Literature DB >> 35099535

ABlooper: Fast accurate antibody CDR loop structure prediction with accuracy estimation.

Brennan Abanades¹, Guy Georges², Alexander Bujotzek², Charlotte M Deane¹.

Abstract

MOTIVATION: Antibodies are a key component of the immune system and have been extensively used as biotherapeutics. Accurate knowledge of their structure is central to understanding their antigen binding function. The key area for antigen binding and the main area of structural variation in antibodies is concentrated in the six complementarity determining regions (CDRs), with the most important for binding and most variable being the CDR-H3 loop. The sequence and structural variability of CDR-H3 make it particularly challenging to model. Recently deep learning methods have offered a step change in our ability to predict protein structures.
RESULTS: In this work we present ABlooper, an end-to-end equivariant deep-learning based CDR loop structure prediction tool. ABlooper rapidly predicts the structure of CDR loops with high accuracy and provides a confidence estimate for each of its predictions. On the models of the Rosetta Antibody Benchmark, ABlooper makes predictions with an average CDR-H3 RMSD of 2.49 Å, which drops to 2.05 Å when considering only its 75% most confident predictions. AVAILABILITY: https://github.com/oxpig/ABlooper. SUPPLEMENTARY INFORMATION: Supplementary data are available at Bioinformatics online.

Entities: Chemical

Year: 2022 PMID： 35099535 PMCID： PMC8963302 DOI： 10.1093/bioinformatics/btac016

Source DB: PubMed Journal: Bioinformatics ISSN： 1367-4803 Impact factor: 6.937

1 Introduction

1.1 Antibody structure

Antibodies are a class of protein produced by B cells during an immune response. Their ability to bind with high affinity and specificity to almost any antigen makes them attractive for use as therapeutics (Carter and Lazar, 2018). Knowledge of the structure of antibodies is becoming increasingly important in biotherapeutic development (Chiu ). However, experimental structure determination is time-consuming and expensive so it is not always practical or even possible to use routinely. Computational modelling tools have allowed researchers to bridge this gap by predicting large numbers of antibody structures to a high level of accuracy (Leem ; Ruffolo ). For example, models of antibody structures have recently been used for virtual screening (Schneider ) and to identify coronavirus-binding antibodies that bind the same epitope with very different sequences (Robinson ). The overall structure of all antibodies is similar and therefore can be accurately predicted using current methods (e.g. Leem ). The area of antibodies that it is hardest to model is the sequence variable regions that provide the structural diversity necessary to bind a wide range of antigens. This diversity is largely focussed on six loops known as the complementarity determining regions (CDRs). The most diverse of these CDRs and therefore the hardest to model is the third CDR loop of the heavy chain (CDR-H3) (Teplyakov ).
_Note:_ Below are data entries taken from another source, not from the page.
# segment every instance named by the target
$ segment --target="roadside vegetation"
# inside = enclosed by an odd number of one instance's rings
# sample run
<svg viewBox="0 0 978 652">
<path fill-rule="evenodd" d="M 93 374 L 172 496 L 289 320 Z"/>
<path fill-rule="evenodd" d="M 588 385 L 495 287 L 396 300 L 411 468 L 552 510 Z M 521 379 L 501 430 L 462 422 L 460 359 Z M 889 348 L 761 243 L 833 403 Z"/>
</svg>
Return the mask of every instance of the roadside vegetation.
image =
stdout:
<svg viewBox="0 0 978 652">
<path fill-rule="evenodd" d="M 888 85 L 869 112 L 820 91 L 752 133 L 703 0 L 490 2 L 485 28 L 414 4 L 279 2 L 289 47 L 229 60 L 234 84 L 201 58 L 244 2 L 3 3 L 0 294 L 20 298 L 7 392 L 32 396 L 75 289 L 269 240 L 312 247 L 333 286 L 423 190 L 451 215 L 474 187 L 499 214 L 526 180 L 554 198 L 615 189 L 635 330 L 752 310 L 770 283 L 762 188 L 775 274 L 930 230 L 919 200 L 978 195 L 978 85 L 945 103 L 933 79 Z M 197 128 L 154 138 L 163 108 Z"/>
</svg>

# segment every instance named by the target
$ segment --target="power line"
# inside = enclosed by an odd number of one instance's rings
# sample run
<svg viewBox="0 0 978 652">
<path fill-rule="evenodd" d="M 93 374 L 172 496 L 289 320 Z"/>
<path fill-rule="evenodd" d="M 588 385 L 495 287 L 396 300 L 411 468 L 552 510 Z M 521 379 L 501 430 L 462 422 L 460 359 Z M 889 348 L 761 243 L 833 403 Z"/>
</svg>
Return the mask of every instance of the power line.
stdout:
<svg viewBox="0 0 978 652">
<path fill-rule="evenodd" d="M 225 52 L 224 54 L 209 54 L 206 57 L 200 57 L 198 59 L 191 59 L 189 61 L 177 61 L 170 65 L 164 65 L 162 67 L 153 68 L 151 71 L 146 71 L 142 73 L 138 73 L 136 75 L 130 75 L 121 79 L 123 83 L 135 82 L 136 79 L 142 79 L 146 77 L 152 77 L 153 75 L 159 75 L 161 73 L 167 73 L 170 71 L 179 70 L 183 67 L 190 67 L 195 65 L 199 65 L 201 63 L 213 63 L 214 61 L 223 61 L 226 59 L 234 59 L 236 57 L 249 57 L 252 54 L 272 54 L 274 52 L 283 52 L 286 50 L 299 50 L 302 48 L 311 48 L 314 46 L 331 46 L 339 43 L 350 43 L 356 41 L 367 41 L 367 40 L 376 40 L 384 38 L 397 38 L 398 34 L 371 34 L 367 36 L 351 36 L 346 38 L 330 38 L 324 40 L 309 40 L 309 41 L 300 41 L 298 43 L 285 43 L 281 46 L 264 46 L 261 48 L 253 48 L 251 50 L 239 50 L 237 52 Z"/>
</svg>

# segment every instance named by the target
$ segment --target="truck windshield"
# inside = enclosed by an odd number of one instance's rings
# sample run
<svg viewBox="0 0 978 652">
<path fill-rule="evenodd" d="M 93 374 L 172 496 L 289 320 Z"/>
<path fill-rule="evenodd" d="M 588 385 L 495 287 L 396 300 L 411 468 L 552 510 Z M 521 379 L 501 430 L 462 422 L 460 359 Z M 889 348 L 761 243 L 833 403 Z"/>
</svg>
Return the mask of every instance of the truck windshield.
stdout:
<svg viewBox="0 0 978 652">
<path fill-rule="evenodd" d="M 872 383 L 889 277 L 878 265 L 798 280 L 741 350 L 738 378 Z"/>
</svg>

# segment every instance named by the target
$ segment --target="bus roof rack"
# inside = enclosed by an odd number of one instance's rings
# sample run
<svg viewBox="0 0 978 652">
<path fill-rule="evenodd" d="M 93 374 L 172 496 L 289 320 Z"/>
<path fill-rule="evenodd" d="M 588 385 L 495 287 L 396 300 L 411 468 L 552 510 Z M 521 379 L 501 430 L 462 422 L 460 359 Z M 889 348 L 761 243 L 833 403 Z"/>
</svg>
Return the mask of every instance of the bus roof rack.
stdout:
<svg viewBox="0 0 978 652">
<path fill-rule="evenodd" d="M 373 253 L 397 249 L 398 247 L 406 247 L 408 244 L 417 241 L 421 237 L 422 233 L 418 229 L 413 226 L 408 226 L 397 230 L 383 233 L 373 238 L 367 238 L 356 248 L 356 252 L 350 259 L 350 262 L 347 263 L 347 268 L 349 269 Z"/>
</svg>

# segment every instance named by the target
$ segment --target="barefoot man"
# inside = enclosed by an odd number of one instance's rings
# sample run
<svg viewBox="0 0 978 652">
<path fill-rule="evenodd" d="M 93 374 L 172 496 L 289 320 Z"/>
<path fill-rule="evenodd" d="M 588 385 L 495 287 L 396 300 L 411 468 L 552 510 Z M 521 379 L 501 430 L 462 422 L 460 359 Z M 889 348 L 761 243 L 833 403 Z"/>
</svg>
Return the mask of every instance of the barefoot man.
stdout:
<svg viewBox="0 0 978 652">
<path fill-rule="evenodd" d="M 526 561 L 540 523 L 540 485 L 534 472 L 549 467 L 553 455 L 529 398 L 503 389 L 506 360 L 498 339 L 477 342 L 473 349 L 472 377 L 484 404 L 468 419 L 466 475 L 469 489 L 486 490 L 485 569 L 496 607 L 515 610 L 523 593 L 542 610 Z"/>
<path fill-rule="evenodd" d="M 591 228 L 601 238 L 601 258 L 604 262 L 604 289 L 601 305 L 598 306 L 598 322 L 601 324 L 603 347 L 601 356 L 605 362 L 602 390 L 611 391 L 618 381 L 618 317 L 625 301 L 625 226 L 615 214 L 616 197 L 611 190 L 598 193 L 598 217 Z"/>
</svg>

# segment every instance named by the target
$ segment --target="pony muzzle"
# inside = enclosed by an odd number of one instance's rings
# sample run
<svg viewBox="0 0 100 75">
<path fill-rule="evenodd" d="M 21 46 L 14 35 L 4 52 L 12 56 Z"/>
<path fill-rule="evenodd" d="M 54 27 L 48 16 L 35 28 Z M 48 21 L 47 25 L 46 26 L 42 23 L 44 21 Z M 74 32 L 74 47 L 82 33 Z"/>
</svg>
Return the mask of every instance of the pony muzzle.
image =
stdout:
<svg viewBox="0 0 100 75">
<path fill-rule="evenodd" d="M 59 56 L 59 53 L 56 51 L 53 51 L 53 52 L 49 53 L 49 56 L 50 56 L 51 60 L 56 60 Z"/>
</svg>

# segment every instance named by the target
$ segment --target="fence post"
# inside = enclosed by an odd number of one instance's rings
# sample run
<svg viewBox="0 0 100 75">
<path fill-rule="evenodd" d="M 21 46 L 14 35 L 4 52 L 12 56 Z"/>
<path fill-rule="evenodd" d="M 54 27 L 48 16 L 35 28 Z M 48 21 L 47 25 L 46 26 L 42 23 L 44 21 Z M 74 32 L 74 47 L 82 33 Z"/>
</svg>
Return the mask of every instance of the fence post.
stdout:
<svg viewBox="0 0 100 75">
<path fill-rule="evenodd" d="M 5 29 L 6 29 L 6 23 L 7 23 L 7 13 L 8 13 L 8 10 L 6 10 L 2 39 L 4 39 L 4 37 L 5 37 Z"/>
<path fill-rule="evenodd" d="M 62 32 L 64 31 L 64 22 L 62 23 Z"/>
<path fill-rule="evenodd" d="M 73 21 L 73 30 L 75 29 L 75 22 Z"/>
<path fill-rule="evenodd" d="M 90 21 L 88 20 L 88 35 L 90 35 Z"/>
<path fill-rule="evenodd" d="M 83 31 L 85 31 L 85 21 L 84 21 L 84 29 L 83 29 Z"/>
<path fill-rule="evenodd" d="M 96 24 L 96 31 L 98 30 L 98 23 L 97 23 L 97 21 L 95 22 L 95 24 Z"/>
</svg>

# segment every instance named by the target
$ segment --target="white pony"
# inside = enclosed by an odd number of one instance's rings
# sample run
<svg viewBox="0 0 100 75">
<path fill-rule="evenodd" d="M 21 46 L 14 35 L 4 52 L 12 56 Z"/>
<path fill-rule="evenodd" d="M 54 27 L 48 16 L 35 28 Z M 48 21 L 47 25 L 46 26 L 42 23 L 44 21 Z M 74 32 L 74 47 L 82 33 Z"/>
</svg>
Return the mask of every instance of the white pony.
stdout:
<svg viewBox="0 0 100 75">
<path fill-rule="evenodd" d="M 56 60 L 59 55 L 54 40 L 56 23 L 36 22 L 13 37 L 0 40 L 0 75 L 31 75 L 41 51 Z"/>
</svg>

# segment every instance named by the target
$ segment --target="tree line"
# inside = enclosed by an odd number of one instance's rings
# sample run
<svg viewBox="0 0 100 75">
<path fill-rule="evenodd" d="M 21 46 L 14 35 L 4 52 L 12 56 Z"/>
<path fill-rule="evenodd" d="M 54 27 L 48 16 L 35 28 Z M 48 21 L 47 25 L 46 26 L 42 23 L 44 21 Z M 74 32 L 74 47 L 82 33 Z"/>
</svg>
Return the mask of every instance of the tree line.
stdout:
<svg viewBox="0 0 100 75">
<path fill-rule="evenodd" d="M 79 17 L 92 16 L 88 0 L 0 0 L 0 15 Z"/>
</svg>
1.2 Deep learning for protein structure prediction

At CASP14 (Kryshtafovych ), DeepMind showcased AlphaFold2 (Jumper ), a neural network capable of accurately predicting many protein structures. The method relies on the use of equivariant neural networks and an attention mechanism. More recently, RoseTTAFold, a novel neural network based on equivariance and attention was shown to obtain results comparable to those of AlphaFold2 (Baek ). These methods both rely on the use of equivariant networks. For a network to be equivariant with respect to a group, it must be able to commute with the group action. For rotations, this means that rotating the input before feeding it into the network will have the same result as rotating the output. In the case of proteins, using a network equivariant to both translations and rotations in 3D space allows us to learn directly from atom coordinates. This is in contrast to previous methods like TrRosetta (Yang ) or the original version of AlphaFold (Senior ) that predicted invariant features, such as inter-residue distances and orientations which are then used to reconstruct the protein. A number of approaches for developing equivariant networks have been recently developed (e.g. Finzi ). In this article, we explore the use of an equivariant approach to CDR structure prediction. We chose to use E(n)-Equivariant Graph Neural Networks (E(n)-EGNNs; Satorras ) as our equivariant approach due to their speed and simplicity.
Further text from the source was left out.